What do y’all use to monitor many linux servers?

shootwhatsmyname@lemm.ee · 12 days ago

What do y’all use to monitor many linux servers?

Mora@pawb.social · 11 days ago

Beszel. Probably the easiest tool of all the mentioned in this thread.

dan@upvote.au · 4 days ago

I’m working on making it easier to install on Debian systems by creating a Debian package (and eventually a repo): https://github.com/henrygd/beszel/pull/497

JustARegularNerd@aussie.zone · 11 days ago

Seconded. My only complaint (which this might already be a feature I haven’t found yet) is it doesn’t seem to support multiple drives.
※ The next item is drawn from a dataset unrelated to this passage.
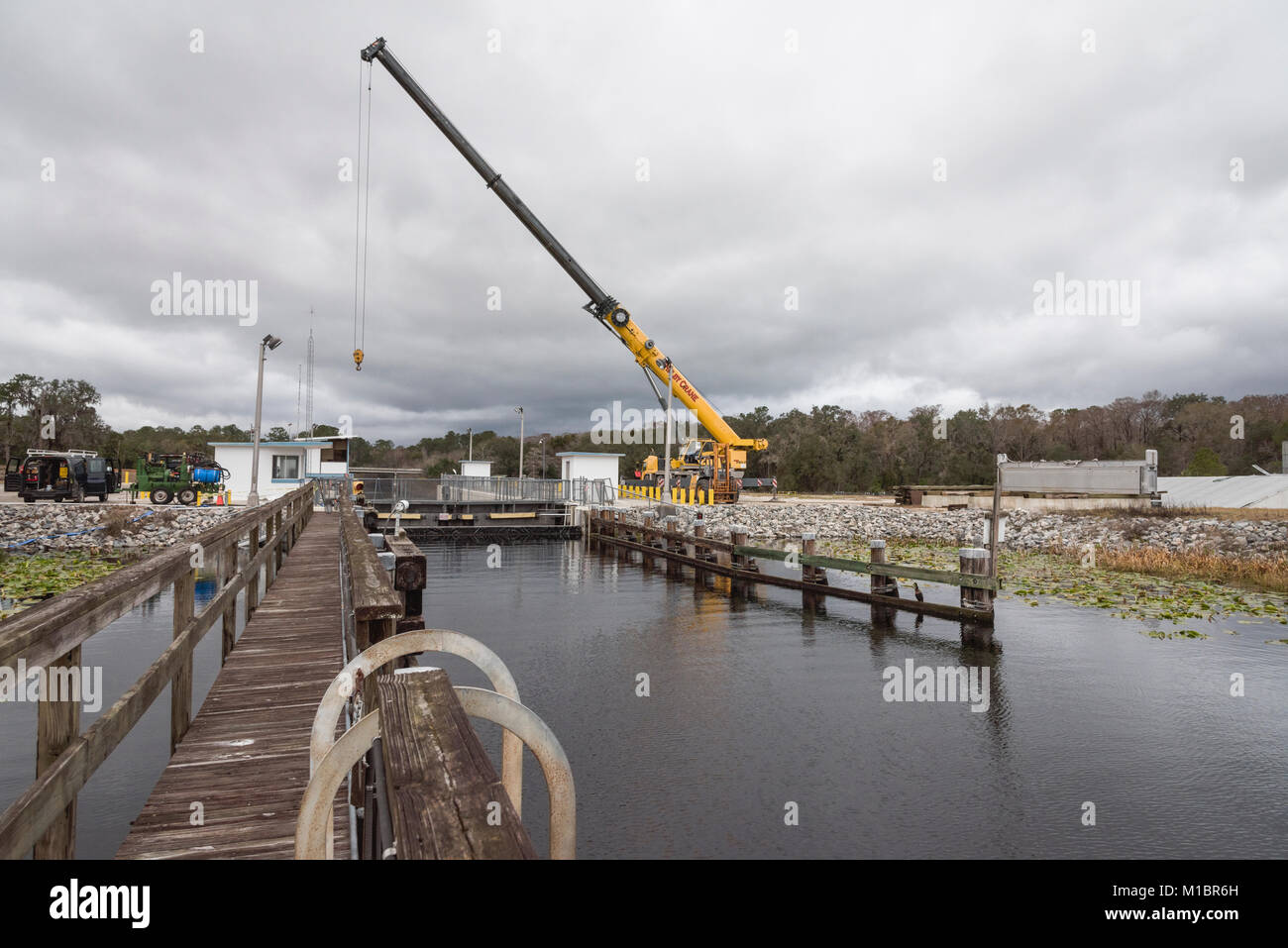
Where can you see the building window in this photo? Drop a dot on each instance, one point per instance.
(286, 467)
But yes, it is shit easy to set up and has a beautiful UI

Mora@pawb.social · 11 days ago

Totally possible:

https://beszel.dev/guide/additional-disks

JustARegularNerd@aussie.zone · 11 days ago

I no longer have any complaints about Beszel. Thank you!

reisub@discuss.tchncs.de · 12 days ago

Node exporter, Prometheus and grafana

dann [any]@hexbear.net · 11 days ago

This

static09@lemmy.world · 12 days ago

Check out Netdata or Zabbix.

Ozymandias1688@feddit.org · 12 days ago

Serverbox. https://github.com/lollipopkit/flutter_server_box

CaptSpify@lemmy.today · 12 days ago

https://en.m.wikipedia.org/wiki/Nagios

iii@mander.xyz · edit-2 12 days ago

uptime-kuma is what I use

loganb@lemmy.world · 12 days ago

I personally use CheckMK.

Offer a free “Raw” version.
Can be deployed with docker.
OSS

One thing is that it can be a lot to take in at first and took me a while to get used to it.

corsicanguppy@lemmy.ca · 11 days ago

CheckMk user here via omd.

I’m looking for something else after the upgrade.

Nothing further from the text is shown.